24

Joe and Donald sat in the chairs that lined the wall in the darkened room, their eyes on the swirl of blacks and grays that washed around on the screen above our heads. The colors came together in the form of a baby.

After another swirl of monochrome, the ultrasound tech announced, “It’s a girl!”

I rolled my head over and looked at Joe, and we grinned at one another. A daughter. I couldn’t wait to go shopping with my mom and pick out ridiculously frilly dresses and pink patent leather shoes that could fit into the palm of my hand. I studied her profile on the screen, remembering that I had recognized Donald’s profile from his twenty-week ultrasound when he was born. Joe laughed as he reminded me that at that ultrasound we’d seen Donald pee in utero.

I thought back to that appointment and remembered that I had had an uncomfortable feeling back then that I never did identify. It was here now, too, and it didn’t take much analysis to identify what it was: the specter of abortion.

In the first two trimesters of my pregnancy with Donald, I felt a pang of guilt when I used the term “baby” to describe the new pregnancy; I worried that I was buying in to sentimental anti-abortion propaganda. If I were carrying a “baby” when I was nine weeks pregnant, then an abortion at that same stage of pregnancy would be murder. It’s never okay to kill a baby, but I saw nothing wrong with ending the growth process of a fetus, which was not fully human until it was old enough to live outside the womb. And so I always wondered if I should speak of “the pregnancy” instead, saving the humanizing term “baby” for the third trimester.
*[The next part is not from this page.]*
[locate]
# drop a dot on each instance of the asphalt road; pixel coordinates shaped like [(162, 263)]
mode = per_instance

Joe was staring at me, and the ultrasound tech might have been asking me a question, but I couldn’t pretend that I was basking in the glow of the great news. I was consumed by a thought that I recognized both as true and horrific: that, by my own worldview, I did not believe that the little girl on the screen was fully human.

* * *

The car ride back to my mom’s house started in silence. Joe drove, Donald slept in the back seat, and I looked at the glossy series of ultrasound printouts in my hands.

Joe must have read my mind. “I don’t know if I consider myself pro-choice anymore, even aside from what the Catholic Church thinks,” he said when we stopped at a light.

Last time he said anything against pro-choice beliefs I had exploded in anger; this time, I remained silent. He didn’t seem surprised.

“I read something the other day, and it almost made me sick. I mean literally—I almost puked on my desk,” he said. He’d been doing some legal research and happened upon the documents for a Supreme Court case called Stenberg v. Carhart. There was a Nebraska law that made the so-called partial-birth abortion procedure illegal, and it ended up getting appealed all the way to the top.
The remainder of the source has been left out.